This unit reviews the physical principles and methodologies involved in diffusion-weighted imaging (DWI) and diffusion tensor imaging (DTI) for clinical applications. Diffusion-sensitive MRI noninvasively provides insight into processes and microscopic cellular structures that alter molecular water mobility. Formalism to extend the Bloch equation to include effects of random translational motion through field gradients is reviewed.
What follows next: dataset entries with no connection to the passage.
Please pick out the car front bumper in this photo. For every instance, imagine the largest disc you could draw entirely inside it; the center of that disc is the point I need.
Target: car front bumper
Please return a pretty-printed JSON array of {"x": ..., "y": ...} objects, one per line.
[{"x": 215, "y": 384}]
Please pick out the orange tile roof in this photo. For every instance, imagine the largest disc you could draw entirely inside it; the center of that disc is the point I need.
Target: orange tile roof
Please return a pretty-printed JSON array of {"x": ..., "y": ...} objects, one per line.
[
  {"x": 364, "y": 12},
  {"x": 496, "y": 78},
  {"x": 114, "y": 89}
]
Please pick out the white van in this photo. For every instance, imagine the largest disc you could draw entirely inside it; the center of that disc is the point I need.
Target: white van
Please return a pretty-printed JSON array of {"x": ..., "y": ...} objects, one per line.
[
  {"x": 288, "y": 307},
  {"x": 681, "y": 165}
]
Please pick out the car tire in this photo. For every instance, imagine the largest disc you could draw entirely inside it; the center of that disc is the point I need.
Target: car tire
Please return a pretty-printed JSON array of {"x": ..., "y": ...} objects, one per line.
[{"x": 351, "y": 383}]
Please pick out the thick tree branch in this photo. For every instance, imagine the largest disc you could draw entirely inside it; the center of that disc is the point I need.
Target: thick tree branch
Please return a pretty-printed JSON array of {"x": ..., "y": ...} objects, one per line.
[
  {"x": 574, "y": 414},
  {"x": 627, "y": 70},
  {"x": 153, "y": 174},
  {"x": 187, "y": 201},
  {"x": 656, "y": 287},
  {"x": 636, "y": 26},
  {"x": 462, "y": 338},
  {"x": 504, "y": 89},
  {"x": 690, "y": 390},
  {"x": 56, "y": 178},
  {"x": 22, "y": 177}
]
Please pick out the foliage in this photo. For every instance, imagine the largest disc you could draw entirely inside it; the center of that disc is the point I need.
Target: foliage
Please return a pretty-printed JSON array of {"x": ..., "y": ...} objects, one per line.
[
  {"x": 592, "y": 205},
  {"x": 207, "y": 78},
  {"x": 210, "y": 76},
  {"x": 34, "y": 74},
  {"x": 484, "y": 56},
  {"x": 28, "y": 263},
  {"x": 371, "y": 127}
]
Definition of key acquisition parameters is also reviewed along with common methods to calculate and display tissue diffusion properties in a variety of image formats. Characterization of potential directional-dependence of diffusion (i.e., anisotropy), such as that which exists in white matter, requires DTI. Diffusion tensor formalism and measurement techniques then reduce the diffusion tensor into standard anisotropy quantities that are summarized along with commonly used methods to depict directional information in an image format.

本单元回顾了临床应用中弥散加权成像(DWI)和弥散张量成像(DTI)的物理原理和方法。扩散敏感的无创MRI提供了对改变分子水流动性的过程和微观细胞结构的洞察。讨论了将布洛赫方程扩展为包括随机平移运动通过场梯度效应的形式。关键采集参数的定义也回顾了常用的方法来计算和显示组织扩散特性在各种图像格式。表征扩散的潜在方向依赖性(即各向异性),例如存在于白质中的扩散,需要DTI。然后,扩散张量的形式化和测量技术将扩散张量简化为标准的各向异性量,并与常用的方法一起总结,以图像格式描述方向信息。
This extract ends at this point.